Error Proofing for Automotive Parts Assembly
Today’s automotive assemblies require sophisticated error proofing solutions to ensure optimum product quality and performance. Manual mechanical probes and 2D machine vision cameras have proven unreliable and costly. Our Robust3DTM solutions use cutting-edge Tru3DTM sensors and user-friendly i-Cite™ software to deliver reliable, high-performance error-proofing solutions for automotive parts assembly applications.
Error Proofing Applications
Our Robust3D solution for piston assembly verifies proper installation and placement of circlips and rings to ensure correct assembly in the manufacturing process.
The piston assembly process is prone to errors, and when they’re not caught, they can cause downstream catastrophic engine failure. Traditionally, manufacturers have used touch probes and temperamental 2D vision cameras to error proof this assembly process. But the complex nature of piston assemblies and the dynamic work environment render them unreliable. In addition, only 3D visualization of the defect can provide an accurate root cause analysis.
Our Robust3D error proofing solution captures millions of data points to generate a 3D “as-built” model of the assembly area. It applies sophisticated algorithms to reliably detect all failure modes with multiple levels of assurance unmatched by other approaches.
Typical Piston Assembly Failure Modes
- Missing circlip
- Double circlips
- Incorrect circlip clocking
- Mis-set or mis-seated circlip
- Incorrect piston orientation
- Pin-to-piston height
- Incorrect piston variant
- Incorrect pin variant
- Piston land width
- Missing piston ring
Rolling Finger Follower (RFF) Assembly
Robust3D inspects the different types of RFFs, verifying proper installation and placement in engines to ensure correct assembly.
RFFs are critical in engine assembly as they transfer camshaft rotary movement into valve stem up-and-down movement. In most engine designs, RFFs sit freely between the hydraulic lash adjuster and valve stem before the camshaft is installed. This increases the likelihood of assembly errors that can cause catastrophic engine failure if not caught.
The Robust3D error-proofing solutions use our latest Tru3D smart sensors to detect the presence or absence of different RFFs, as well as their orientation. Mounted on a robot, the sensors use millions of 3D data points to identify the real 3D geometry of the RFF. In addition, Robust3D solutions also provide full traceability by saving powerful 3D data.
Typical RFF Failure Modes
- Wrong type
- Rotated 180 degrees
- Angle of RFF (RFF not on valve stem, or valve stem riding on RFF gate)
Robust3D inspects the proper installation and placement of valve keepers to ensure correct assembly in the engine.
Valve keepers lock the valve stem in position in a valve assembly. When improperly installed, they fail to hold the valve stem in position, causing catastrophic engine failure, safety issues and potential product recalls. Prone to assembly errors, they have traditionally been difficult to error proof. Methods such as manual or laser-line profiling have proven unreliable given the random nature of failure modes.
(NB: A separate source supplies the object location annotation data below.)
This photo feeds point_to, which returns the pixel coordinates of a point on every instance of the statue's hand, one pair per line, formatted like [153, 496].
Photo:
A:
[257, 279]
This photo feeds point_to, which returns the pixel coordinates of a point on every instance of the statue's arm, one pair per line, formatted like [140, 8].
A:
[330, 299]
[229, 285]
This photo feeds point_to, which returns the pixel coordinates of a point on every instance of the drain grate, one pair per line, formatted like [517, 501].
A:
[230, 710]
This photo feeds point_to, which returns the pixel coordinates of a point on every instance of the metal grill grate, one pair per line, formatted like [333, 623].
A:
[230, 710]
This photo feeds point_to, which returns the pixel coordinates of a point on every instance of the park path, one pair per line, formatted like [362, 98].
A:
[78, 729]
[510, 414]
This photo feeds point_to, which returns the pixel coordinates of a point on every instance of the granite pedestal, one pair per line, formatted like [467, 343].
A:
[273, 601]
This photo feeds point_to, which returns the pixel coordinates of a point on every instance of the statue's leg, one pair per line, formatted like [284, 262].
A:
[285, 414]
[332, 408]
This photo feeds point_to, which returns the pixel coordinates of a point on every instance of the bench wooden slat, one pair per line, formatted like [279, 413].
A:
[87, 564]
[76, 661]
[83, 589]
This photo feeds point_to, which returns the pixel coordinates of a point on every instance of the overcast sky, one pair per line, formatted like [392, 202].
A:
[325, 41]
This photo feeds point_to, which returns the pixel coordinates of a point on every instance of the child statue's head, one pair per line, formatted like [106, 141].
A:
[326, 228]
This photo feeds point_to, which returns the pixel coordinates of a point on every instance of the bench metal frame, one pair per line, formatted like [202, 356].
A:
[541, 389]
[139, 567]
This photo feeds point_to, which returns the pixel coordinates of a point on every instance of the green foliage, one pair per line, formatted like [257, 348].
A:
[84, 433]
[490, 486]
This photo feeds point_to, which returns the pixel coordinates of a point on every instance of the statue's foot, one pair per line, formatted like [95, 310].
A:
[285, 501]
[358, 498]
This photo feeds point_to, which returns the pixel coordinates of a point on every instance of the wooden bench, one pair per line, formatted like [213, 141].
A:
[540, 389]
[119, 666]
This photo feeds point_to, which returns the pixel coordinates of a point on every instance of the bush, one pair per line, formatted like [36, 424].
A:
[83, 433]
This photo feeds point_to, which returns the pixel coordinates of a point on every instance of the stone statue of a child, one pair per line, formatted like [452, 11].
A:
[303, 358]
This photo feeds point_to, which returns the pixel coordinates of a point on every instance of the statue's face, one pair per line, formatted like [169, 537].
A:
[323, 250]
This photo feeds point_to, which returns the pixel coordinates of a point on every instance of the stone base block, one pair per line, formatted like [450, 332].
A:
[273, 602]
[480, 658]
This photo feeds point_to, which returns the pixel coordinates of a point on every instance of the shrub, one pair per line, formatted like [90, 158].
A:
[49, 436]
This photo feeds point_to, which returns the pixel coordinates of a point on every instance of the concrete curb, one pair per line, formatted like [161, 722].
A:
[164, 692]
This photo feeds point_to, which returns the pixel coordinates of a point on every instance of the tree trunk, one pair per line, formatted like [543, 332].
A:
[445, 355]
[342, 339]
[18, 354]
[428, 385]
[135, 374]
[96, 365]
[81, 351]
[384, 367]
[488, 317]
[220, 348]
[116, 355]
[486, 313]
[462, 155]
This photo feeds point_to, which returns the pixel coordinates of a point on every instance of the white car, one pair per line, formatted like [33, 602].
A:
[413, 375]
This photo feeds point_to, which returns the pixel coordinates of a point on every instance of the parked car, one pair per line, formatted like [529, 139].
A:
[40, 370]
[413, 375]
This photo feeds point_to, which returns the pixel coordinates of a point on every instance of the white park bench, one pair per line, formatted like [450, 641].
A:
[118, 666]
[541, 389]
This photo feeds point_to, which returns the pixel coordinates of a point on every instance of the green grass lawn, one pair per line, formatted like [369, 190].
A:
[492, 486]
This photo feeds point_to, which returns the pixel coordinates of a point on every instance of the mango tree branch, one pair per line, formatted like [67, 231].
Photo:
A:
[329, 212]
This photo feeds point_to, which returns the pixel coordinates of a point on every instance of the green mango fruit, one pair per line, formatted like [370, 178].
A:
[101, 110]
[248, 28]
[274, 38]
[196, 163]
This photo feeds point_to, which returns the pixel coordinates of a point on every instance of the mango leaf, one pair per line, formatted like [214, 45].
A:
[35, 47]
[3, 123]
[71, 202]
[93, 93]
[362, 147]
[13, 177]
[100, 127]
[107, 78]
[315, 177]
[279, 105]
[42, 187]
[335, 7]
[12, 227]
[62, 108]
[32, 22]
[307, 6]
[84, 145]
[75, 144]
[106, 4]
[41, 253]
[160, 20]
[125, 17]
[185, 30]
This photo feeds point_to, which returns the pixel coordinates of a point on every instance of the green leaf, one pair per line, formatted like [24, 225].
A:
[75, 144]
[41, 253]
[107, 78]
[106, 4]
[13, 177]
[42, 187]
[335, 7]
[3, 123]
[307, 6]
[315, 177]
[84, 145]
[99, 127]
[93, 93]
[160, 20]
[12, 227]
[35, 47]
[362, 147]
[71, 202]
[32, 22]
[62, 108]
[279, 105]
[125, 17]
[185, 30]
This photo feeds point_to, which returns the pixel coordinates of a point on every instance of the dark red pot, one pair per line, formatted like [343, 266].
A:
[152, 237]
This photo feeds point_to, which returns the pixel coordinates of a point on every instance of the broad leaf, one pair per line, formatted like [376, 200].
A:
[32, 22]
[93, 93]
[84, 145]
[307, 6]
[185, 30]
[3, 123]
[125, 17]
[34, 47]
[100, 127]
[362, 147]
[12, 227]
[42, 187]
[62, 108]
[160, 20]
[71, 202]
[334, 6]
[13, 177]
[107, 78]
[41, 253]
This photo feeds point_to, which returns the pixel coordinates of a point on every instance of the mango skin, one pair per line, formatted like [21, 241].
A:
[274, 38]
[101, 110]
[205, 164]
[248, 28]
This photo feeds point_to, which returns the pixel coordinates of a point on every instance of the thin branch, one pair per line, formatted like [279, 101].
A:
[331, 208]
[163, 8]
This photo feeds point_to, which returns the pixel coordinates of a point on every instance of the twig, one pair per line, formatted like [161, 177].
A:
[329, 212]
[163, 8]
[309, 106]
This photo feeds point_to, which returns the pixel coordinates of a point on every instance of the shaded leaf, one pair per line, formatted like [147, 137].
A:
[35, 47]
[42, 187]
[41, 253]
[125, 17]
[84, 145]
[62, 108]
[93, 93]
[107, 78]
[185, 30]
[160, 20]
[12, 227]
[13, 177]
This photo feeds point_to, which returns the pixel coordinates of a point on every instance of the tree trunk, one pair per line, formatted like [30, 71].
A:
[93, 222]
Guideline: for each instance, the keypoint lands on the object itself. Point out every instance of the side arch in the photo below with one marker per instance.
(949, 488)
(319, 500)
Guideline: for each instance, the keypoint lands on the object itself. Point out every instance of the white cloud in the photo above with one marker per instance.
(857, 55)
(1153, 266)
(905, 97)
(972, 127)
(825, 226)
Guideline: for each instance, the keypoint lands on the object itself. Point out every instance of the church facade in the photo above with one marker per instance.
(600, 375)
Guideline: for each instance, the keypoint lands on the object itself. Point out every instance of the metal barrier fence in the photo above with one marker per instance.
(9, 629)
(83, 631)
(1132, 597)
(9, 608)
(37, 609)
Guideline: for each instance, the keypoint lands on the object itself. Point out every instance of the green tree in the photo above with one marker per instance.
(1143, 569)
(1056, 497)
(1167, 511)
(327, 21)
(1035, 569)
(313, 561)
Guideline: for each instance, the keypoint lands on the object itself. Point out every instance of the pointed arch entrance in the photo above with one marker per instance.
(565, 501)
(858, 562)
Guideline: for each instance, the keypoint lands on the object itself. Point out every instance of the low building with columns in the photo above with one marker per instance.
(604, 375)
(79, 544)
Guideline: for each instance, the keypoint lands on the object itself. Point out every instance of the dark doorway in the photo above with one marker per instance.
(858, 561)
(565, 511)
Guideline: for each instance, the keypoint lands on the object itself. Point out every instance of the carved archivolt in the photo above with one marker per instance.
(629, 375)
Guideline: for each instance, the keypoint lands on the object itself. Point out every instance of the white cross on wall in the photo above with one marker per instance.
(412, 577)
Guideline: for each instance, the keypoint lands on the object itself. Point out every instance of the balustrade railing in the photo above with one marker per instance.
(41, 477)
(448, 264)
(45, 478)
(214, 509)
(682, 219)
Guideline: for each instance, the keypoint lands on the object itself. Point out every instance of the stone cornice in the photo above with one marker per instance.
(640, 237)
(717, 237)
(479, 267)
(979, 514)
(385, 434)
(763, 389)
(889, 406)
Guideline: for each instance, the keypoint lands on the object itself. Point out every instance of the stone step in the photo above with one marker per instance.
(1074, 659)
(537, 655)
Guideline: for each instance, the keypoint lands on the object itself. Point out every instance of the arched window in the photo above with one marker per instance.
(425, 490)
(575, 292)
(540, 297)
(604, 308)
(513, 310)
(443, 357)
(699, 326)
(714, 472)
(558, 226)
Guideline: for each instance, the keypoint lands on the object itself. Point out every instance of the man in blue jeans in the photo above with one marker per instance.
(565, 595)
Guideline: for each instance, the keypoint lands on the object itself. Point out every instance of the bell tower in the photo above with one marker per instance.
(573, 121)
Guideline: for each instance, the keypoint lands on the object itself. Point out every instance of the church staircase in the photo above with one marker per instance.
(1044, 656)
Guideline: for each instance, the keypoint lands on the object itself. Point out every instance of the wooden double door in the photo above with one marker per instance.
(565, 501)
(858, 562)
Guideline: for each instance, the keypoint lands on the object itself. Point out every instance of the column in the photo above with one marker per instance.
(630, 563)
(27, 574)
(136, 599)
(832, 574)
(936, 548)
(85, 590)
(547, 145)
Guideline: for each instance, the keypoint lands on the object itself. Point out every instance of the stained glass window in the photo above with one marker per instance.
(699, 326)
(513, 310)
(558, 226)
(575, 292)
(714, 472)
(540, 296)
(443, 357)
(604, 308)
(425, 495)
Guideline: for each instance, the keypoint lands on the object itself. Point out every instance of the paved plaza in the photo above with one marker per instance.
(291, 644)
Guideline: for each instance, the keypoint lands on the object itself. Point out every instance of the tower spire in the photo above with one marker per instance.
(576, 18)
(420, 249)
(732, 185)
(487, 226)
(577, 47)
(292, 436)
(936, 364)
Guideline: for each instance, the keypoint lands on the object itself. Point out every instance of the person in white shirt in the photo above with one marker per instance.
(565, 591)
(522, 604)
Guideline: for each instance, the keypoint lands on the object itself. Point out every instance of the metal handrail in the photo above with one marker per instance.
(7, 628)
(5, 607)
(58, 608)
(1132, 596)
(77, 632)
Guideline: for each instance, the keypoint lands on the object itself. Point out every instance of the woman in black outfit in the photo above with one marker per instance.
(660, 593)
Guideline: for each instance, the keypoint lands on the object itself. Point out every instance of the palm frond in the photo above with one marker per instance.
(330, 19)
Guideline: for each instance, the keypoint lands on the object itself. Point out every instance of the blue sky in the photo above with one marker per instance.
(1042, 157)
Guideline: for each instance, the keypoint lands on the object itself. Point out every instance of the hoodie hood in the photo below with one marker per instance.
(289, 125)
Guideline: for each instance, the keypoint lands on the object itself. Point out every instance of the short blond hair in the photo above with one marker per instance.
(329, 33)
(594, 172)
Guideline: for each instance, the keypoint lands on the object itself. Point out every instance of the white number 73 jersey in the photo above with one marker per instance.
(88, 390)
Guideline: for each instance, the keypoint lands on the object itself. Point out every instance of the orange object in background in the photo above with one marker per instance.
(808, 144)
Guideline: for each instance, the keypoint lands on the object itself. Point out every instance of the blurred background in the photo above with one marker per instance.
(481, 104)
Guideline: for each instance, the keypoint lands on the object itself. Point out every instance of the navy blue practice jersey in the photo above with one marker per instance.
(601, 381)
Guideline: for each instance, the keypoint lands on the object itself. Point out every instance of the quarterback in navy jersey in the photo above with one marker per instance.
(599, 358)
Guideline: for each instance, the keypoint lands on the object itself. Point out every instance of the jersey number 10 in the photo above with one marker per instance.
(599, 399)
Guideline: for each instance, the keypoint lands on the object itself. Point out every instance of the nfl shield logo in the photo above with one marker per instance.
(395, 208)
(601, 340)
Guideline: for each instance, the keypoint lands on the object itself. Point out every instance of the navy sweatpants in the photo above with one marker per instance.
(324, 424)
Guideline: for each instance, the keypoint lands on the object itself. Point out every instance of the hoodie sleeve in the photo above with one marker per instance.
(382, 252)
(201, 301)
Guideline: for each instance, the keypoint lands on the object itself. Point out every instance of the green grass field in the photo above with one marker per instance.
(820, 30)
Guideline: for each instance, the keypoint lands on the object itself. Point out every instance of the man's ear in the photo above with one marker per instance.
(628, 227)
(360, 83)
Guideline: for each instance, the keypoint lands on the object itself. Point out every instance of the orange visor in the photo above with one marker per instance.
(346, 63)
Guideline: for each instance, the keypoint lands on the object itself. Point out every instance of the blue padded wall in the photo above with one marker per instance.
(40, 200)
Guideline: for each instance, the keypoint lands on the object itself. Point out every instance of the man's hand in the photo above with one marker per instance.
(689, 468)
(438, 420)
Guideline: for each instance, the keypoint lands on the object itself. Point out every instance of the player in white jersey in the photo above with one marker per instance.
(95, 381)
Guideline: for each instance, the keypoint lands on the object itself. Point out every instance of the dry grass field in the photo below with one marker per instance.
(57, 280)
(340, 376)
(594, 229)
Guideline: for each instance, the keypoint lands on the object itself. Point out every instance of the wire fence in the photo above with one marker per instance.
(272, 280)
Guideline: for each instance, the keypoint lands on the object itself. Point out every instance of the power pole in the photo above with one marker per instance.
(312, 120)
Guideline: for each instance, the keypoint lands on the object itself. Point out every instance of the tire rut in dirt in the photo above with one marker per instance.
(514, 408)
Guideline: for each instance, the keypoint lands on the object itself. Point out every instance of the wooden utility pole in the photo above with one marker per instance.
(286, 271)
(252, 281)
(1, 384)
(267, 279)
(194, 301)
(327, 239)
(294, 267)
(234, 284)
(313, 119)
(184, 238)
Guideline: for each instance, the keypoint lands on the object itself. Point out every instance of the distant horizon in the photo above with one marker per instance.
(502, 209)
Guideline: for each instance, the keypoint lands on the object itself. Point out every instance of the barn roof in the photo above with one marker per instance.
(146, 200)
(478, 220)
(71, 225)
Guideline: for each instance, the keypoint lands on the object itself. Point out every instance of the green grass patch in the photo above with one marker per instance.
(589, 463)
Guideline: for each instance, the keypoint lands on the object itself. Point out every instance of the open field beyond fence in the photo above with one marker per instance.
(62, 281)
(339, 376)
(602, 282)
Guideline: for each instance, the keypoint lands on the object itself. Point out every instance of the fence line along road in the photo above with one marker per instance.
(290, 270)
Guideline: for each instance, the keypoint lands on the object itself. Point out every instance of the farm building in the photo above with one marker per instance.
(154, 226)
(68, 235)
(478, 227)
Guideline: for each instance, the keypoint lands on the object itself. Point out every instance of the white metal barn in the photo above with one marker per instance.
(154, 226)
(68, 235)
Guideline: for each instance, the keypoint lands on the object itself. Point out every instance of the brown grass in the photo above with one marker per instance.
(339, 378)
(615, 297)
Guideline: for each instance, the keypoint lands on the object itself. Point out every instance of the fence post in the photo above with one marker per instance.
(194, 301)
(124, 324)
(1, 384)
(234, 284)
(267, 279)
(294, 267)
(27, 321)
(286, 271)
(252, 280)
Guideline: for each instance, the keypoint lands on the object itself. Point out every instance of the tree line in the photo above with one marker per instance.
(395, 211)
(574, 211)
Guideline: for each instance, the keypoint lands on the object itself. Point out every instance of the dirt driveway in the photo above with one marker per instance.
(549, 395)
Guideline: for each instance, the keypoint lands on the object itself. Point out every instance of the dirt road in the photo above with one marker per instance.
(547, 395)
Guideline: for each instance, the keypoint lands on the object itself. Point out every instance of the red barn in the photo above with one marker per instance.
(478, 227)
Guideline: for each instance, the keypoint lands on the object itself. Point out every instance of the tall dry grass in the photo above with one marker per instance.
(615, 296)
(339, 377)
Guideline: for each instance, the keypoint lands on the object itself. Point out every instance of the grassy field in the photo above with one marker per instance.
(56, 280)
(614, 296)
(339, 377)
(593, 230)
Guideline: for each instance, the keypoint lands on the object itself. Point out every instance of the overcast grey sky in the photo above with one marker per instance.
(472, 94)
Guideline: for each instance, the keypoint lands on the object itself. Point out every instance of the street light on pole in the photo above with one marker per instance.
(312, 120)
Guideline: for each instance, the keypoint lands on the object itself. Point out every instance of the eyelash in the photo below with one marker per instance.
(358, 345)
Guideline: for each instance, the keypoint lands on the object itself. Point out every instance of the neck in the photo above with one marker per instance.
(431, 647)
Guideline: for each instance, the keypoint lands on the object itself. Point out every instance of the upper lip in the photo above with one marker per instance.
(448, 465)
Our Robust3D error proofing solution uses Tru3D smart sensors to generate a 3D math model of the valve assembly, easily detecting missing or mis-seated valve keepers.
Robust3D verifies correct installation of components at the final engine assembly line to ensure proper engine performance.
Manufacturers install many components, such as electrical connectors, tensioners, coolant lines and tube clippers, in the final stage of engine assembly. Most of these components are manually assembled, and most assembly lines run multiple variants on the same line. As a result, final assembly errors are common. With so many inspection points and such a wide range of inspection criteria, 2D vision systems, which are bulky and complex, have proven unreliable for error proofing at this stage.
The ability of Robust3D to generate 3D models and apply a variety of inspection criteria makes it a reliable solution for end-of-line error proofing.